"Crossing My Bridge" sur le label Laborie.

  L’ART DU TRIO À LA FRANÇAISE

La formule piano-basse-batterie a traversé l’histoire du jazz avec de variables et infinis bonheurs : Art Tatum, Bud Powell, Ahmad Jamal, Thelonious Monk, Bill Evans, Abdullah Ibrahim, Herbie Hancock, Chick Corea, Keith Jarrett, entre autres, Brad Mehldau enfin qui l’a hissée au rang du renouveau contemporain.

L’Europe n’a jamais été en reste, qui nous a donné des René Urtreger, Henri Renaud, Bengt Hallberg, Joachim Kühn, Pierre de Bethmann, Bojan Z, pour ne citer qu’eux.
Chaque tournant d’année nous a apporté de nouveaux accords tripartites : Tigran Hamasyan, Yaron Herman, Giovanni Mirabassi, Anne Paceo, Edwin Berg, Perrine Mansuy, la liste est longue.

Dans le cycle « l’Art du piano à la française », voici la Saison 1 [1] : le nouvel album de Murat Öztürk. Sortie le 13 octobre 2009, disques Laborie. Prémonition ?

  MURAT ÖZTÜRK « CROSSING MY BRIDGE »

Ce musicien, dont vous devinez aisément l’origine, est en train de s’épanouir dans nos contrées grâce à un petit label qui devient grand.

Prémonitoire ? Treize titres dans ce « Bridge ». Aux noms cocasses à-la-solal : « La panthère Öz », « On the rhodes again », « Anna thème », « Le vert du décor » . Cela met déjà en joie, l’humour caucase est universel.

Mais la musique, elle, ne rigole pas. C’est ici du (très) sérieux.

Dès « One more circle », on se dit : « toucher sublime, respiration, la note à venir se fait désirer au sens littéral du mot, la note qui est venue et que l’on attendait pas - on rencontre Monk au détour d’une phrase - accords voluptueux ( Bill Evans ), articulation parfaite - Murat est au piano ce qu’Elton John est au chant - improvisation de belles lignes mélodiques chantantes ».

« La panthère » se meut, sereine, se coule dans les hautes herbes.

Puis elle déboule sévère, «  Impact », une petite minute tout juste de fureur fulgurante.

«  Rhodes », atmosphère, atmosphère.... effets sonores sur fond d’accords milesdavisiens.

De la même trempe que « Circle », c’est «  Fog’s frog blues ». Musique éthérée, évanescente, suspendue dans le temps et dans l’espace. Attention, à partir de 3:30, écoutez bien.
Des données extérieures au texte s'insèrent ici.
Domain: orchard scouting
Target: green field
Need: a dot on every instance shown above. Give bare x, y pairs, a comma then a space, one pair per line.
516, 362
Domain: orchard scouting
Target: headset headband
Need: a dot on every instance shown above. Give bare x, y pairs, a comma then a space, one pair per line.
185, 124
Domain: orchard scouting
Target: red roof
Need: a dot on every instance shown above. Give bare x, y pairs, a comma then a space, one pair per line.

Il se passe encore des choses... et ce presque silence est encore du Öztürk.

Eh ! C’est enfin le titre de l’album « Crossing my Bridge », c’est le pont entre l’Orient et l’Occident, c’est l’expression des racines, sans qu’elle ne tombe dans le folklore frelaté pour touristes.

Aimez-vous Debussy ? «  Anna thème », brode une délicate dentelle mélodique perlée comme la rosée , d’où la basse éclôt jusqu’à un épanouissement irisé, au pays des mille et une pluies.
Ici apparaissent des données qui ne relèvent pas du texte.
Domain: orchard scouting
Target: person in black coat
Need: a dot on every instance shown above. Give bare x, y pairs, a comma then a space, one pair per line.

Après la « Riposte » de tir de barrage sur/contre l’archet grinçant, on passera au très hancockien « Dede’s dance » et aux très beaux entrelacs piano-basse de « The lucky song ».

«  After the lake - moment one » est un des autres plus beaux bijoux de cette collection. C’est le retour au bercail, à la terre des ancêtres. Quelle sérénité, quelle sagesse, quelle simplicité, quelle beauté, quelle paix.

« One more circle », one more time, avec sa fin cachée dans une cathédrale engloutie. Allez bien au fond de la grotte miraculeuse pour la découvrir.

Grande et belle musique. Fermez les yeux quand elle s’ouvre sur «  One more circle », vous les rouvrirez longtemps après que se soit évanoui « One more circle – alternate take » qui la clôt... peut-être.


> Murat Öztürk : « Crossing my bridge » - Laborie LJ 08 – distribution Naïve

Murat Öztürk : piano / Gautier Laurent : basse / Olivier Strauch : batterie / Jean Pascal Boffo : effets sonores, guitares

Compositions de Murat Öztürk ou collectives

01.One more circle / 02. La panthère Öz / 03. Impact / 04. On the rhodes again / 05. Fog’s frog blues / 06. Crossing my bridge / 07. Anna thème / 08. Riposte / 09. Le vert du décor / 10. Dede’s dance / 11. The lucky song / 12. After the lake - moment one / 13. One more circle (alternate take)

Le trio est programmé aux Trinitaires de Metz le samedi 24 octobre 2009 et au Duc des Lombards le mardi 1er décembre 2009 dans le cadre de la semaine des disques Laborie.


> liens :

[1comme on dit bêtement à la télévision dans l’univers (im)pitoyable des séries.